Dans tout ce que Keats a écrit à propos de la poésie, il y a peu de chose qui, si on l’examine avec atten-tion et en tenant compte des difficultés de communica-tion, ne se révèle vrai ; mieux encore : vrai pour une poésie plus grande et plus mûre que celle que Keats a jamais pu écrire.

T.S. Eliot,

 

The Use of Poetry and the Use of Criticism.


I.

Prélude avec un peintre.

Dans les peintures de Joan Miró, l’œil rencontre une surface plane et verticale, où les lignes, les graphismes et les champs de couleurs composent une représentation donnée, que l’artiste précise, en général, dans le nom du tableau : femme et oiseau, femme écoutant de la musique, le cirque. Là, tout est graphique, sans aucune espèce de tromperie pour la vue ou la sensibilité qui la recueille comme un éventail. On regarde le tableau avec le même abandon que lorsqu’on regarde un cadran de montre ou qu’on écoute un son bref et monotone. On est dans la certitude, dans le repos. C’est une peinture directe, un lieu de législation simple et ajustée.
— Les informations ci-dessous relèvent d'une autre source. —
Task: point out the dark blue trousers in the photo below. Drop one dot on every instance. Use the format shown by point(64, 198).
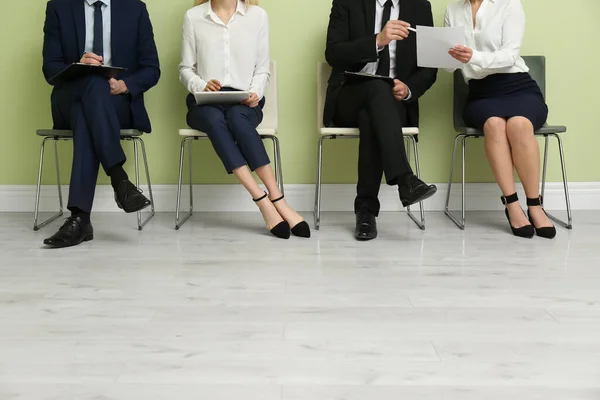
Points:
point(86, 107)
point(232, 132)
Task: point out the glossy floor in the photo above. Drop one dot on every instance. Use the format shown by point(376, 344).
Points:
point(222, 311)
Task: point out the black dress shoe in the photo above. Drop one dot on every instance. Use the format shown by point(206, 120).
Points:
point(366, 226)
point(129, 198)
point(414, 191)
point(72, 233)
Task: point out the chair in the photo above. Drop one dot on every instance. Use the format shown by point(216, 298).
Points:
point(268, 129)
point(411, 135)
point(132, 135)
point(537, 66)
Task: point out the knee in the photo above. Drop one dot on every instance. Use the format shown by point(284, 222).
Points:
point(519, 129)
point(378, 87)
point(205, 119)
point(96, 84)
point(495, 129)
point(239, 121)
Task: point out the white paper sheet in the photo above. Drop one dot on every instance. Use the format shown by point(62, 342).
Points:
point(433, 45)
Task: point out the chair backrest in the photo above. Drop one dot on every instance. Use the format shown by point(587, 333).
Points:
point(323, 73)
point(271, 110)
point(537, 69)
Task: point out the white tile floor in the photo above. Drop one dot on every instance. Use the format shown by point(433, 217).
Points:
point(222, 311)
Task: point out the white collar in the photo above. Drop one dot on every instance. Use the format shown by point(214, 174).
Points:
point(91, 2)
point(240, 9)
point(382, 2)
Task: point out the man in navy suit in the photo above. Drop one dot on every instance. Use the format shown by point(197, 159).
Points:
point(110, 32)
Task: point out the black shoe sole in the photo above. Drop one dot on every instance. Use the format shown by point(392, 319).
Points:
point(88, 238)
point(135, 209)
point(426, 195)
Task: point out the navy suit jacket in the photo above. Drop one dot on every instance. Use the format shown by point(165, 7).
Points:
point(133, 47)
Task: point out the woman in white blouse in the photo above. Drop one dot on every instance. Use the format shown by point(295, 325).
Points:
point(505, 102)
point(226, 48)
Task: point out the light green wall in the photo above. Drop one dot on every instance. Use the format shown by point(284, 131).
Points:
point(567, 32)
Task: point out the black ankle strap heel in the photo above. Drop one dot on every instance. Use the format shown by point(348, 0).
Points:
point(302, 229)
point(547, 232)
point(282, 229)
point(525, 231)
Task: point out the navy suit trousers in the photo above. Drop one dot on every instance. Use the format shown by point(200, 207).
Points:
point(86, 107)
point(232, 132)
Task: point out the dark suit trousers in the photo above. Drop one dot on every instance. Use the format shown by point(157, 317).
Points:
point(86, 107)
point(232, 132)
point(371, 107)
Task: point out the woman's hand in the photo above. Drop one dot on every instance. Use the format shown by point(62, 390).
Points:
point(461, 53)
point(251, 101)
point(213, 86)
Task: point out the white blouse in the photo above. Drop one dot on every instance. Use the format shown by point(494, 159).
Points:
point(236, 54)
point(496, 39)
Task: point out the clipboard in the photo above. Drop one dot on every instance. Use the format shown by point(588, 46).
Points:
point(79, 70)
point(353, 77)
point(227, 97)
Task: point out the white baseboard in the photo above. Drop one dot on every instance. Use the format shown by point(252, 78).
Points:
point(228, 198)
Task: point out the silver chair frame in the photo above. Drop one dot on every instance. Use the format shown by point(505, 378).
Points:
point(318, 190)
point(461, 222)
point(141, 223)
point(180, 219)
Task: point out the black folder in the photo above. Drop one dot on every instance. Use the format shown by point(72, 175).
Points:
point(78, 70)
point(351, 77)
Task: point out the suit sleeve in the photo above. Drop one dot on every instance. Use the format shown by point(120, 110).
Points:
point(341, 52)
point(148, 74)
point(423, 78)
point(52, 51)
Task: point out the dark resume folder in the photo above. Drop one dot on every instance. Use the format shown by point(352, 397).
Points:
point(353, 77)
point(77, 70)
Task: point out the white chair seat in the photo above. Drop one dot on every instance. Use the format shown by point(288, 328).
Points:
point(195, 133)
point(68, 134)
point(355, 131)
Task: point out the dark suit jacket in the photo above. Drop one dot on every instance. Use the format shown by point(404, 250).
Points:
point(351, 44)
point(133, 47)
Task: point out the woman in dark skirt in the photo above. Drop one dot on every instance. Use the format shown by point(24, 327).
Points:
point(505, 102)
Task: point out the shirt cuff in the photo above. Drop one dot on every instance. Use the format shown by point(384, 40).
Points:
point(476, 58)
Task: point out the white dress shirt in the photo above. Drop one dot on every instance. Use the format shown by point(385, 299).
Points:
point(106, 28)
point(371, 68)
point(496, 39)
point(236, 54)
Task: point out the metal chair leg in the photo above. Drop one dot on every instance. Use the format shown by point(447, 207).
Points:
point(136, 163)
point(178, 221)
point(569, 223)
point(37, 226)
point(152, 213)
point(277, 151)
point(420, 223)
point(461, 223)
point(318, 184)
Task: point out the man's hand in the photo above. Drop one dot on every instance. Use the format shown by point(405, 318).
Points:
point(117, 87)
point(213, 86)
point(91, 59)
point(252, 101)
point(461, 53)
point(400, 90)
point(393, 30)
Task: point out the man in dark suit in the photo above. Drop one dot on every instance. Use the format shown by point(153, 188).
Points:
point(372, 36)
point(116, 33)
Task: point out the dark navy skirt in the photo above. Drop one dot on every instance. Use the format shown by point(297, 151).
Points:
point(505, 96)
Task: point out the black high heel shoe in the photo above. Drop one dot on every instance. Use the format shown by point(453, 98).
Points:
point(282, 229)
point(526, 231)
point(548, 232)
point(301, 229)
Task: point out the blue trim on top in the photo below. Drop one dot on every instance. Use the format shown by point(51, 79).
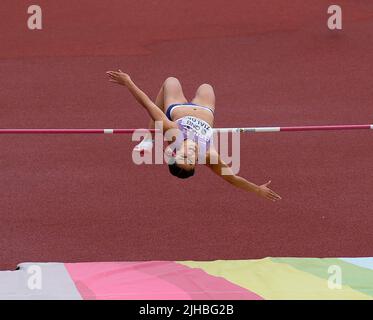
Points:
point(171, 106)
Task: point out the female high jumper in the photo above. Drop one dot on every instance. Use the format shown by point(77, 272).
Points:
point(175, 112)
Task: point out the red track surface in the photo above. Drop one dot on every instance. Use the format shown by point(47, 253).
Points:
point(80, 198)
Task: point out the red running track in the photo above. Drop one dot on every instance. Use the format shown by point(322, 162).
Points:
point(80, 198)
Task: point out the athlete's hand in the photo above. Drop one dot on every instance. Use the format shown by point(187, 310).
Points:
point(119, 77)
point(267, 193)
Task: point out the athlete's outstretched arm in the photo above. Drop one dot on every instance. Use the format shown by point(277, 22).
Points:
point(239, 182)
point(155, 113)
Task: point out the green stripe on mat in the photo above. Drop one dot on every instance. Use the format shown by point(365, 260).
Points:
point(274, 280)
point(357, 278)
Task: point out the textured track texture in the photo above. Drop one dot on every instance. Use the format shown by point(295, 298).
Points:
point(80, 198)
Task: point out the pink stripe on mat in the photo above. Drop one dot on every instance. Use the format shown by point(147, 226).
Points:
point(152, 280)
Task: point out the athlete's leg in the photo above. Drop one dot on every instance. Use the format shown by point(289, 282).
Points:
point(205, 96)
point(170, 92)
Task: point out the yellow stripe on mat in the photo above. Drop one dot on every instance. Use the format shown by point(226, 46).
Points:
point(273, 280)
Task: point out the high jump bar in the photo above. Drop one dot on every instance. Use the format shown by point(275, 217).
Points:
point(238, 130)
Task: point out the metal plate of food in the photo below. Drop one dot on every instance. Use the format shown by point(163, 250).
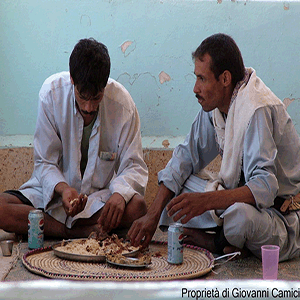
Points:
point(85, 250)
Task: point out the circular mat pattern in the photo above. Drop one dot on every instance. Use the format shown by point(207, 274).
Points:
point(196, 262)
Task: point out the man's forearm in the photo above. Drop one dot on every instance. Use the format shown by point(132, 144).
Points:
point(163, 196)
point(225, 198)
point(60, 187)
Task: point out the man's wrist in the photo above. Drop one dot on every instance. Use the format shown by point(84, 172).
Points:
point(60, 187)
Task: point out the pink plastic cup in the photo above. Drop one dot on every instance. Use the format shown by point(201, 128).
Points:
point(270, 259)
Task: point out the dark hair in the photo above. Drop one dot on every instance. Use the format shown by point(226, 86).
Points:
point(89, 66)
point(225, 55)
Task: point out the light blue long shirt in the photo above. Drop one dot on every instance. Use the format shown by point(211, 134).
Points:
point(271, 155)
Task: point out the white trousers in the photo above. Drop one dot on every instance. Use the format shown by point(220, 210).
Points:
point(245, 225)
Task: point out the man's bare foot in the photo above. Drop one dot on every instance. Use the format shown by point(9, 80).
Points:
point(200, 238)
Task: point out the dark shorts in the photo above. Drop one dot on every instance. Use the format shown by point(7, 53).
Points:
point(20, 196)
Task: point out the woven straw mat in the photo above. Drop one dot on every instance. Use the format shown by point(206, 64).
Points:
point(196, 262)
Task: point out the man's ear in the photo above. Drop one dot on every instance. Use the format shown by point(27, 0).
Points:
point(226, 78)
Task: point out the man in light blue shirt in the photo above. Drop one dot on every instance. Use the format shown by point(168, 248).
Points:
point(244, 122)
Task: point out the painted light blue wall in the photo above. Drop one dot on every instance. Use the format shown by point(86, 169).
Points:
point(37, 37)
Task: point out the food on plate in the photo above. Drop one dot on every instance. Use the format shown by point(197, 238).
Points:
point(92, 246)
point(119, 259)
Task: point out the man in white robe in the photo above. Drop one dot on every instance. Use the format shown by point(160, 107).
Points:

À cet instant précis, certains ont l’idée d’appuyer un peu plus le regard sur un trait ou un rythme, et c’est alors comme si l’on était lâché de la Panagra2 sur l’île de Pâques. Pour un rien, un petit bout de doigt ou un petit rond rouge, tu glisses comme l’eau dans l’entonnoir, et alors, bien malin qui te rattrape !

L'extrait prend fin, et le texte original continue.